Suite à certaines actualités brulantes qui ont défrayé la chronique dans la cité, le président par intérim du parti Union Guinéenne pour la Démocratie et le Développement (UGDD), Pépé Francis Haba a largement donné son point de vue sur ces différents sujets lors d’une interview qu’il nous a accordé cette semaine.

Lisez l’intégralité de l’interview !

Justinmorel.info/Aminata.com : comment se porte votre parti ?

Pépé Francis Haba : L’UGDD se porte bien. Nous sillonnons le pays parce que nous voudrions être dans les années à venir l’un des partis politiques sur lesquels les populations guinéennes peuvent compter.

Nous sommes un parti politique jeune, les dirigeants sont jeunes, nous pensons que nous constituons un grand espoir parce que partout où nous passons, toutes les villes que nous traversons, les populations adhèrent à nos idéaux.

Nous pensons que nous ferons de grandes surprises lors des prochaines élections législatives et présidentielles parce que l’UGDD sera l’un des tous premiers partis politiques à être candidat.

Justinmorel.info/aminata.com : Quelle lecture faite faite-vous de la nouvelle CENI qui compose 14 commissaires ?

Pépé Francis Haba : Force est de reconnaitre tout d’abord que cette nouvelle loi a été à l’origine discriminatoire et injuste.

Dans le sens où on se lève,  et ce sont les gros partis politiques qui se sont vus et ont décidé de cette loi qui va rester dans l’histoire de la République parce que dès qu’elle a été promulguée, nous nous sommes opposés à son application avec acuité.

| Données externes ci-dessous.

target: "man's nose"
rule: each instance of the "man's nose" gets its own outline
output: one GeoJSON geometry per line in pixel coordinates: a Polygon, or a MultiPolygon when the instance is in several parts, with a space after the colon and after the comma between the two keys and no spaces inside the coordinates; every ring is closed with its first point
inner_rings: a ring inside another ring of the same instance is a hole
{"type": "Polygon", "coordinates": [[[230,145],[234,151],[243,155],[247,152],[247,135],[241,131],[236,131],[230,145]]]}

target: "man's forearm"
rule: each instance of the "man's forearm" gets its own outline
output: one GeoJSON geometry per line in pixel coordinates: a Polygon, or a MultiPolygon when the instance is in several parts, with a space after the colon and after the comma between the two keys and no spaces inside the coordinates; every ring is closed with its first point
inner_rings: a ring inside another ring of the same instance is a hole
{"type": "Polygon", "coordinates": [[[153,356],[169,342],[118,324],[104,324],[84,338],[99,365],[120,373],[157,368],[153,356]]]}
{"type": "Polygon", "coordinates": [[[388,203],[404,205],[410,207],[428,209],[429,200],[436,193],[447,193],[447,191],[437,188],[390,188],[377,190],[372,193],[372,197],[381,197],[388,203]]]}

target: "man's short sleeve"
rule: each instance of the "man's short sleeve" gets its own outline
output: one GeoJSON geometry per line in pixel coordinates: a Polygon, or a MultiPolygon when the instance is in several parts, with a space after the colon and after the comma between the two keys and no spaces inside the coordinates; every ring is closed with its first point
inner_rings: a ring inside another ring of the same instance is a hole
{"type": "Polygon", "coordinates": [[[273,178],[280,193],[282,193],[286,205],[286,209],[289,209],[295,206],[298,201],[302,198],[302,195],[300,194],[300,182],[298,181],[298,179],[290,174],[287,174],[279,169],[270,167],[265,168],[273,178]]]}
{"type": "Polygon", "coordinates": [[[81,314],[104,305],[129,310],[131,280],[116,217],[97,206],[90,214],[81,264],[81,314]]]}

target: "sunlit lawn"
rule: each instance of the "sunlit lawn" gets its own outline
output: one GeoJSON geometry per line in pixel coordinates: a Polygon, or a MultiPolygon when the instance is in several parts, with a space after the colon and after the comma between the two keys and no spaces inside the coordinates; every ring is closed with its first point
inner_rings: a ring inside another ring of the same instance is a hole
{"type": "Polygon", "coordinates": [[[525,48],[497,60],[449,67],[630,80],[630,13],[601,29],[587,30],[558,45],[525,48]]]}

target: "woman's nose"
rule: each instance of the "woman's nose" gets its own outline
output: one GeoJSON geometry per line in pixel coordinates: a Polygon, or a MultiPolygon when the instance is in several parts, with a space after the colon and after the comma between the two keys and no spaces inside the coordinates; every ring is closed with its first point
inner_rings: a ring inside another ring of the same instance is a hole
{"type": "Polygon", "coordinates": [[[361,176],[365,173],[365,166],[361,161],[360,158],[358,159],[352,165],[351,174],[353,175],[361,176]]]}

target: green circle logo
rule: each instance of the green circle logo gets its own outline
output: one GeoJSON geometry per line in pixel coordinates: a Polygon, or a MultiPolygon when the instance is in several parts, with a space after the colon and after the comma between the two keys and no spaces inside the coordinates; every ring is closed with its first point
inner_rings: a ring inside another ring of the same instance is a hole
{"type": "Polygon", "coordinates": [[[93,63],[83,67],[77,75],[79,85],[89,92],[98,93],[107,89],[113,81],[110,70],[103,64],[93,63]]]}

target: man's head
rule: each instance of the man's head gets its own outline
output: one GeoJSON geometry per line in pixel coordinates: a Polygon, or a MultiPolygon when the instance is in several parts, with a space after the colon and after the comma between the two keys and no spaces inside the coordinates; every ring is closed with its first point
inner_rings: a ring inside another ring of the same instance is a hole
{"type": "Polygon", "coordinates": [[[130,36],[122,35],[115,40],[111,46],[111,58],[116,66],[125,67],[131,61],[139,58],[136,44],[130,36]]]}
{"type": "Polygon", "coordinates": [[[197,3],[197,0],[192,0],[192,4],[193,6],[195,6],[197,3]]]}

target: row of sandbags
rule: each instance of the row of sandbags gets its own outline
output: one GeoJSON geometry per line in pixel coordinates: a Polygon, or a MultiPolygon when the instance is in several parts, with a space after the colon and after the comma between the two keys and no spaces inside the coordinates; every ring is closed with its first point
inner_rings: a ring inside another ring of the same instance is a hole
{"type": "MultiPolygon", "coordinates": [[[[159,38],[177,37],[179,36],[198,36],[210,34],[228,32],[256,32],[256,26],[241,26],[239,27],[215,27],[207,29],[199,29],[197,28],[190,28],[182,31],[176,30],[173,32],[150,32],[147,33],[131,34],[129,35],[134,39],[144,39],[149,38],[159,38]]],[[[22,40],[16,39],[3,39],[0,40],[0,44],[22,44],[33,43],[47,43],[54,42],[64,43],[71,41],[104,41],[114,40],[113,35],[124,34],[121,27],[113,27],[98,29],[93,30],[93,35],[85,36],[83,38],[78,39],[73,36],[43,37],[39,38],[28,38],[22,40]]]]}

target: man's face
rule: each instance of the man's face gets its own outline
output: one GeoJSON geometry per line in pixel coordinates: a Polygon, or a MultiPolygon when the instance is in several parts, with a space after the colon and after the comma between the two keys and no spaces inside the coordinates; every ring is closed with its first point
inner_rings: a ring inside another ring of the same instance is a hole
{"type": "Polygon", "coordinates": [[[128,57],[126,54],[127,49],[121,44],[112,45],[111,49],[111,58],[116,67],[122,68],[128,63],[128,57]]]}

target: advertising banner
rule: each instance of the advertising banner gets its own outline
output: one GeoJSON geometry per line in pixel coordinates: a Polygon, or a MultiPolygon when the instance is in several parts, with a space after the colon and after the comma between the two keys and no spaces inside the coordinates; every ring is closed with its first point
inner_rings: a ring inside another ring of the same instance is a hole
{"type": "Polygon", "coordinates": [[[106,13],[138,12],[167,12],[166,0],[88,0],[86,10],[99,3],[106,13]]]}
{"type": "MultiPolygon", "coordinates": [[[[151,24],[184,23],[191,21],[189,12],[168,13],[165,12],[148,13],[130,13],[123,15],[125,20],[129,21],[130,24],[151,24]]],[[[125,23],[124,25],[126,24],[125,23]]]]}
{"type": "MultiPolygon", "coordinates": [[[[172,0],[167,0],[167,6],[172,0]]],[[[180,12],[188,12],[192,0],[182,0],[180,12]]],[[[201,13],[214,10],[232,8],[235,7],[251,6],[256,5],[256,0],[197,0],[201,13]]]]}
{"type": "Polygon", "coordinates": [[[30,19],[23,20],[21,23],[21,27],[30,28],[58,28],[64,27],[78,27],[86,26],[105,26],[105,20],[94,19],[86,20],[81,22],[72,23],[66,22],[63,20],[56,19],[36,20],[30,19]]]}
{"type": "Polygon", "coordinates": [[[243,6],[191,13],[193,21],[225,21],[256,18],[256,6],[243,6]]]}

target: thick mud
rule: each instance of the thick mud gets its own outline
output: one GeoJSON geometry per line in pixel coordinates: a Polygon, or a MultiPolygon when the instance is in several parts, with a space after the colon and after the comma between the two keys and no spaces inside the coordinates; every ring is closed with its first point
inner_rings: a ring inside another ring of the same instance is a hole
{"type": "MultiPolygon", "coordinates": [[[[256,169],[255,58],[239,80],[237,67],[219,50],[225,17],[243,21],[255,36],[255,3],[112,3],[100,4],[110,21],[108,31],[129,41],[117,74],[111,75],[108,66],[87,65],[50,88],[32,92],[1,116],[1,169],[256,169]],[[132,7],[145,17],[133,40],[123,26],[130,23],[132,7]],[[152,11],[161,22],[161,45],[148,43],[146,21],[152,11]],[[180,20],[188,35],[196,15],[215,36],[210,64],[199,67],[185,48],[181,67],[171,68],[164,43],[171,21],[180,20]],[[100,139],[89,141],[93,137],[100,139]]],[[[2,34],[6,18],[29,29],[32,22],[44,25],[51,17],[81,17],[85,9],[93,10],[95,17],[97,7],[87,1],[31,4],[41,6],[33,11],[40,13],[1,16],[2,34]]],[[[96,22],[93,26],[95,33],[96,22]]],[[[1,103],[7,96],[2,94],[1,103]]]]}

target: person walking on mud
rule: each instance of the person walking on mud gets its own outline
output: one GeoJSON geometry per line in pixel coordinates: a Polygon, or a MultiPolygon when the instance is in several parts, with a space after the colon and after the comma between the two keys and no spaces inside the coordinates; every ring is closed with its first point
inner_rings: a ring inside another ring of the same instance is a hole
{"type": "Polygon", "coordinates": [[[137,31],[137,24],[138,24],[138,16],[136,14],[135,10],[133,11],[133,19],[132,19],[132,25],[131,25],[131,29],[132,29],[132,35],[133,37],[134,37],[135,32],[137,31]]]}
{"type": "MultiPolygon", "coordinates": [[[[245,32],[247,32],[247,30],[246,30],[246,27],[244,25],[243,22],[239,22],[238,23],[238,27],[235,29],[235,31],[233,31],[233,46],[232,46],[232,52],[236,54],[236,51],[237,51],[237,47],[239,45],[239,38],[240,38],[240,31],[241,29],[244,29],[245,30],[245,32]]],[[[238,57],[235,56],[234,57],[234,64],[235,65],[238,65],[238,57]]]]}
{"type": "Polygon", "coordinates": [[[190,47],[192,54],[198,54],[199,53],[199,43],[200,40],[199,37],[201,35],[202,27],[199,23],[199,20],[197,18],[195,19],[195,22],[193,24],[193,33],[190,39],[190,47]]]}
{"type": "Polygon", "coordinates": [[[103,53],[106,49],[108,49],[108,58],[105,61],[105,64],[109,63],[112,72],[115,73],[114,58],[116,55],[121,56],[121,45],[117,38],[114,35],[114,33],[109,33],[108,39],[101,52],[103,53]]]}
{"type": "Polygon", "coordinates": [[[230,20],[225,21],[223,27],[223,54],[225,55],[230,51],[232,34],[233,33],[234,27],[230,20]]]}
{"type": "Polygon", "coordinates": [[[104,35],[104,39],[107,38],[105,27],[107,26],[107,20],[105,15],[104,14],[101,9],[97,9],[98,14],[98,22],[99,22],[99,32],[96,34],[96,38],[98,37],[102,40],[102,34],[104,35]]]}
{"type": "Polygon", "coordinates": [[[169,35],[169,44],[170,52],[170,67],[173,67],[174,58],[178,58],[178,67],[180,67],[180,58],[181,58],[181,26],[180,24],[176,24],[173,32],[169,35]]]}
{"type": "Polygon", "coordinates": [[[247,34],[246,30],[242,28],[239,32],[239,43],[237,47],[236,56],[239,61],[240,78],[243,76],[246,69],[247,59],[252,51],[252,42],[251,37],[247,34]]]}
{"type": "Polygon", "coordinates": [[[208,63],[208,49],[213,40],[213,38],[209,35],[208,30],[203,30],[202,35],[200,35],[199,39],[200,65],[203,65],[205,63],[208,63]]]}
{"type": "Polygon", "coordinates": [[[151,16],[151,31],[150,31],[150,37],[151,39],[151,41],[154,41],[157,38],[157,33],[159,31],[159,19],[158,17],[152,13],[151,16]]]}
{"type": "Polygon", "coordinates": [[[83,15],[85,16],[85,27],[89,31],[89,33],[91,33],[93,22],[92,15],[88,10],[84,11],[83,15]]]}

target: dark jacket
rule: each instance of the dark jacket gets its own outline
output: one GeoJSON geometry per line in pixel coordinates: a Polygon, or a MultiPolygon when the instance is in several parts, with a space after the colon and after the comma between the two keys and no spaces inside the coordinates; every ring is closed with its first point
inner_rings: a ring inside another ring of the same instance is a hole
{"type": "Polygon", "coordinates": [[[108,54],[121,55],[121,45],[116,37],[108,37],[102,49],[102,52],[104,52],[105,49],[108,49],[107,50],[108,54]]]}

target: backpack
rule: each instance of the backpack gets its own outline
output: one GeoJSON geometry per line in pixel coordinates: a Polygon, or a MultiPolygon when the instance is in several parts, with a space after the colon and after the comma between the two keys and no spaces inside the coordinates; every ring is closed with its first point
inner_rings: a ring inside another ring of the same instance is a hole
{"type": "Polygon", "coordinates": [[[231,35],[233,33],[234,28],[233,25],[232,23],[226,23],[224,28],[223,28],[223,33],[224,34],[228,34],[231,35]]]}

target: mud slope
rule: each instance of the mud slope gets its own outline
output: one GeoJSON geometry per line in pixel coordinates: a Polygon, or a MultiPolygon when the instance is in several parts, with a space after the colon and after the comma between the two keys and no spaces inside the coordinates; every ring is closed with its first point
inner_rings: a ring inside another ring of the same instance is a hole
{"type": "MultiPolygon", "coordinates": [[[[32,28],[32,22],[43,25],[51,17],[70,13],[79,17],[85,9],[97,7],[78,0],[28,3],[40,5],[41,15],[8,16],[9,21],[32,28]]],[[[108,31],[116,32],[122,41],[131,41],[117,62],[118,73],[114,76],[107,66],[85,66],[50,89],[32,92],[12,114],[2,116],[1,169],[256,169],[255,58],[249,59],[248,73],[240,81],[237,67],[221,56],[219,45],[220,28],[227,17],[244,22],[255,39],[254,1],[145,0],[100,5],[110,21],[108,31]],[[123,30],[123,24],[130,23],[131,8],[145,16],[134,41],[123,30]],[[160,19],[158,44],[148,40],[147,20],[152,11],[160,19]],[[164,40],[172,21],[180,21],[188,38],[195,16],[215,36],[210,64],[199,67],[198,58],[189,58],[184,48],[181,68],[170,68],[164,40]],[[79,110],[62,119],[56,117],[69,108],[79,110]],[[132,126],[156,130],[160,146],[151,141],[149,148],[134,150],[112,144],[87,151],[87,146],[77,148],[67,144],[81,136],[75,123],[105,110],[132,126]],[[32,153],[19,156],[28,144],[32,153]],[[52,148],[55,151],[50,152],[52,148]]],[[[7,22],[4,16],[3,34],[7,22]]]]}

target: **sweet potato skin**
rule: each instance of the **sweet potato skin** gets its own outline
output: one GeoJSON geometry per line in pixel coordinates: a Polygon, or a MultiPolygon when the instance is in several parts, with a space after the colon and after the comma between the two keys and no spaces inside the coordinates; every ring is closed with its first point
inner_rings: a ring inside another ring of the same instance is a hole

Et vous avez vu les sept (7) commissaires de l’opposition désignés par ces mêmes partis politiques pour cette nouvelle CENI, n’ont pas  respecté pas tous les critères édités dans la loi.

Les commissaires de la NGR, de l’UNR, ces deux partis politiques n’ont pas deux députés à l’assemblée nationale et ils n’ont pas été aux dernières élections présidentielles. Ça veut dire que le décret pris par le président de la République viole effectivement cette loi.

De l’autre côté, à l’opposition, l’UFDG, malheureusement ne s’est pas compris avec l’UFR. Heureusement que tout s’est finalement bien passé. Ils ont fini par s’entendre et déposé la liste des sept (7) commissaires.

On a compris que la nouvelle CENI est un enjeu majeur parce que les différents partis politiques ont proposé des gens qui sont plus ou moins pétris d’expériences et des gens qui sont aussi compétents.

Cela veut dire qu’on attend à une CENI beaucoup plus compétente et  qui pourrait en donner un ouf de soulagement parce que l’organisation des élections dans notre pays est assez problématique.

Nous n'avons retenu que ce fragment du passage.